Bugcrowd Q&A | The CISO'S Guide to Crowdsourced Security

Crowdsourced security has its roots in the bug bounty movement, but today it brings unique value to numerous security techniques, including penetration testing and attack surface management. Crowdsourcing plays an important role in proactive risk reduction and is something every CISO should understand.
We spoke to Bugcrowd’s Chief Information and Security Officer, Nick McKenzie, to get his perspective on crowdsourced security testing and why organisations should be racing to get on board.
Let's start with the basics: what role does crowdsourced security testing have to play in modern security programmes?
The ways I see crowdsourced security working with modern security programmes are twofold. It could be used as a different approach to penetration testing, essentially doing pen-testing with a crowd, versus using an incumbent pen-testing provider off the street. As an alternative to the more traditional testing methods, crowdsourced testing comes with its own benefits. Crowdsourced obviously has the advantage in terms of mass when it comes to pen-testers. You also get the ability to select pen-testers based on their skills, abilities, success on various previous programs – you can't do that in a traditional pen-testing world.
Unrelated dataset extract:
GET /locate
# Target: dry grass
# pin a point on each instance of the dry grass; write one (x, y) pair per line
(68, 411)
Crowdsourced security can also be used as an augmentation to the traditional testing regimes that an organisation might have, be it scanners or other existing security processes. A lot of people view crowdsourced security as a vulnerability disclosure or bug bounty process that acts as a last line of security testing defence. Using it like this, you could have all the typical security controls in your organisation and then on top of those, a crowdsourced vulnerability disclosure to catch anything that your existing security tools might have missed.
What challenges do organisations face driving crowdsourced testing vs traditional approaches, and how can they be managed?
As far as the challenges that I’ve seen, it's really centred around the optics of what crowdsourced security testing means for an organisation and how well it is adopted by the various teams. Fortunately for us, this issue is easily managed by sitting down and talking to the organisation. Their biggest concern is usually around the trust of using a crowdsourced model and the risks that potentially come with it.
Where traditional approaches are pretty straightforward when you're reviewing them from legal and operational risk perspectives, the crowdsourced model relies on adopting the masses. It all comes down to risk appetite, but we find that when we talk it through with our customers and can reassure them that we thoroughly vet our testers, how we imbue trust with the crowd, and how we select the researchers, those challenges are usually overcome.
So what are the biggest surprises being seen by organisations adopting crowdsourced testing?
Funnily enough, before I came to Bugcrowd, I was a customer as well! So, I can give some perspective from both sides of the fence. I think the biggest surprise that you would see as a customer is the volume of findings that get unearthed that simply haven't been picked up by all the tools your organisation has invested in, be it your own pen-test teams or a third-party provider. It really digs up all the nitty gritty issues that your tools and your processes just don't find. We’ve launched programs with multiple customers that within hours have been picking up critical findings. Customers are shocked that they’ve spent so much on security and still have critical issues slipping through the cracks.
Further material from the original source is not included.